Facebook Helps Amish Teens Party

By McCarton Ackerman 05/29/13

"Rumpsringa"—the 2-year-break from Amish life—has gotten boozier and crazier, thanks to social networking.

Going to meet the gang. Photo via

Amish teens are increasingly relying on Facebook and smartphones to both organize and document parties—maybe even more so than their non-Amish peers. But they have to wait until Rumspringa—the rite of passage for Amish teens between ages 14-16, during which they go and experience life outside of their communities, "court" each other and defy the rules of their parents. And now social networking technologies give them a wider array of options, Buzzfeed reports. "They network like only Amish people can," says Chris Weber, who counsels Amish teens about alcohol and drug abuse, "We used to have parties, but it was not this easy to find them. Now it doesn’t take long to set it up and 700 kids show up. Everyone is connected, everyone is texting everyone." 22-year-old Noah Hershberger, who recently left the Amish, says teens are getting hip to the fact that cops can read their posts, so they rely more on texting to plan boozy events. "There are a lot of underagers, so they will forward a text message around with the address, time, and whatever of the party," he says. Hershberger believes that Amish teens use Facebook even more than their peers, because it's "critical" for their Rumspringa social lives. With technological help, teen parties can now draw hundreds of people from across various communities and states—although the parties are still mostly insular, and rarely draw non-Amish young people.
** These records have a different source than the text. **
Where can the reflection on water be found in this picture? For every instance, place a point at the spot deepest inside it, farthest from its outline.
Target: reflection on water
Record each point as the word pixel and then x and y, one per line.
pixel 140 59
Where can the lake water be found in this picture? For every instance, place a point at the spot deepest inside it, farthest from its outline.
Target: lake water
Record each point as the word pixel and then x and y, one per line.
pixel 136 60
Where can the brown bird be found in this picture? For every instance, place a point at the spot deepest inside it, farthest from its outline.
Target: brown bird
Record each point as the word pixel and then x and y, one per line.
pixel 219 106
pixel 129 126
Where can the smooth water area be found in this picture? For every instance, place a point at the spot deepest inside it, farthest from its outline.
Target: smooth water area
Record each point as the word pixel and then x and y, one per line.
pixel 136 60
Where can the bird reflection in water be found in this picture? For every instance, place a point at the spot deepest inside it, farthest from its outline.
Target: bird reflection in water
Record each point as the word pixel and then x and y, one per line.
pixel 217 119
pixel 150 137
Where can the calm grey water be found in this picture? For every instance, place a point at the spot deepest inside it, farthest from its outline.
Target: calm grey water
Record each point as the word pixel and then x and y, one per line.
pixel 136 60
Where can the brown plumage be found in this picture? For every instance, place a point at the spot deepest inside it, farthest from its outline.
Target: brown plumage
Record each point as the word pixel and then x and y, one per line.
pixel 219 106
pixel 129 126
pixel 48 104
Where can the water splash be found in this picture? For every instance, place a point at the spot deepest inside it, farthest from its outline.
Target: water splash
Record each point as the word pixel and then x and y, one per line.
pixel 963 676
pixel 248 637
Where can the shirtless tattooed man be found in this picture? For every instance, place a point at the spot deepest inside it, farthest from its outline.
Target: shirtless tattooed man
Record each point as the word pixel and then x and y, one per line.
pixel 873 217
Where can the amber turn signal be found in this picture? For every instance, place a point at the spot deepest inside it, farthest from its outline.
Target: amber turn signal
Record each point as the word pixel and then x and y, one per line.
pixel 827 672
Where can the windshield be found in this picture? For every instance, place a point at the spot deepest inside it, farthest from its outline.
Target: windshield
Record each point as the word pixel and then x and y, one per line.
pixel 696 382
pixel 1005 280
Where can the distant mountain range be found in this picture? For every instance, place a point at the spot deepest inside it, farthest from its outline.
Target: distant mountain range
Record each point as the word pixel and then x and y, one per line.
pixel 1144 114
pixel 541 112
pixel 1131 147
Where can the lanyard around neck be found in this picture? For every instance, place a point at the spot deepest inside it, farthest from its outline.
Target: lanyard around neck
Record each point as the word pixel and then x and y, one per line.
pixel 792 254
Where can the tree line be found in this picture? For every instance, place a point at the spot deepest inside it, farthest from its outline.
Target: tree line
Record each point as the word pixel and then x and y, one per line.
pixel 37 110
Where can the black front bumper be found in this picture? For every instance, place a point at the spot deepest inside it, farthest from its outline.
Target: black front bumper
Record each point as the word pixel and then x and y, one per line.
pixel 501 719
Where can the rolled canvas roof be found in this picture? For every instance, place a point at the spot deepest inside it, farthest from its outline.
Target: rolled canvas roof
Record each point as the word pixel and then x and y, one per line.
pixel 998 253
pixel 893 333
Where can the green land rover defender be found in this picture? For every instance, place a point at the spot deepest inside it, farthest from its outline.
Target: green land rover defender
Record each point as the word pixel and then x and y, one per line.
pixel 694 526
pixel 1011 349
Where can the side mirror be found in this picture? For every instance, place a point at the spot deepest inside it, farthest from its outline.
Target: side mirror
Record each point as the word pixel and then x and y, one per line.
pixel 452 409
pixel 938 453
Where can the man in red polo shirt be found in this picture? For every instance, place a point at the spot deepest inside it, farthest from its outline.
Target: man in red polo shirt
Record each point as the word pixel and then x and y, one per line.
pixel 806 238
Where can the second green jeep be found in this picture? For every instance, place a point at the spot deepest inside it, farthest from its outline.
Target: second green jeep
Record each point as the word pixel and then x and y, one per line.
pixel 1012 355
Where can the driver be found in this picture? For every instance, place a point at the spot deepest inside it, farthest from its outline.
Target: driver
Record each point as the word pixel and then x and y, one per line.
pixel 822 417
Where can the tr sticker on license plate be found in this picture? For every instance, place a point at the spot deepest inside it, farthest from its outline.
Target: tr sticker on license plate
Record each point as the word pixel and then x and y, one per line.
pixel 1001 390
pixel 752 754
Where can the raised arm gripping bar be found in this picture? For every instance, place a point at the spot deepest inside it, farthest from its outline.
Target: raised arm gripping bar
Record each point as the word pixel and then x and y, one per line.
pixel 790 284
In addition to Facebook, which nearly "everyone" uses, YouTube is also popular among Amish teens, as well as Instagram, Twitter and Meetme (which Hershberger describes as “a perverted site with lots of girls looking for sex”). Since most teens on Rumspringa still live with their parents, they don't own computers, so most use smartphones which can be charged using solar power strips. But despite the growing obsession with social networking, you won't find Amish teens playing "Farmville." They still consider video games "stupid," says Weber. "They are very practical; they think it's childish." But when Rumspringa ends, the party is over for most Amish teens, who must choose to be Baptized or to abandon their communities and join the modern world. An "overwhelming majority" reportedly choose to return to their communities.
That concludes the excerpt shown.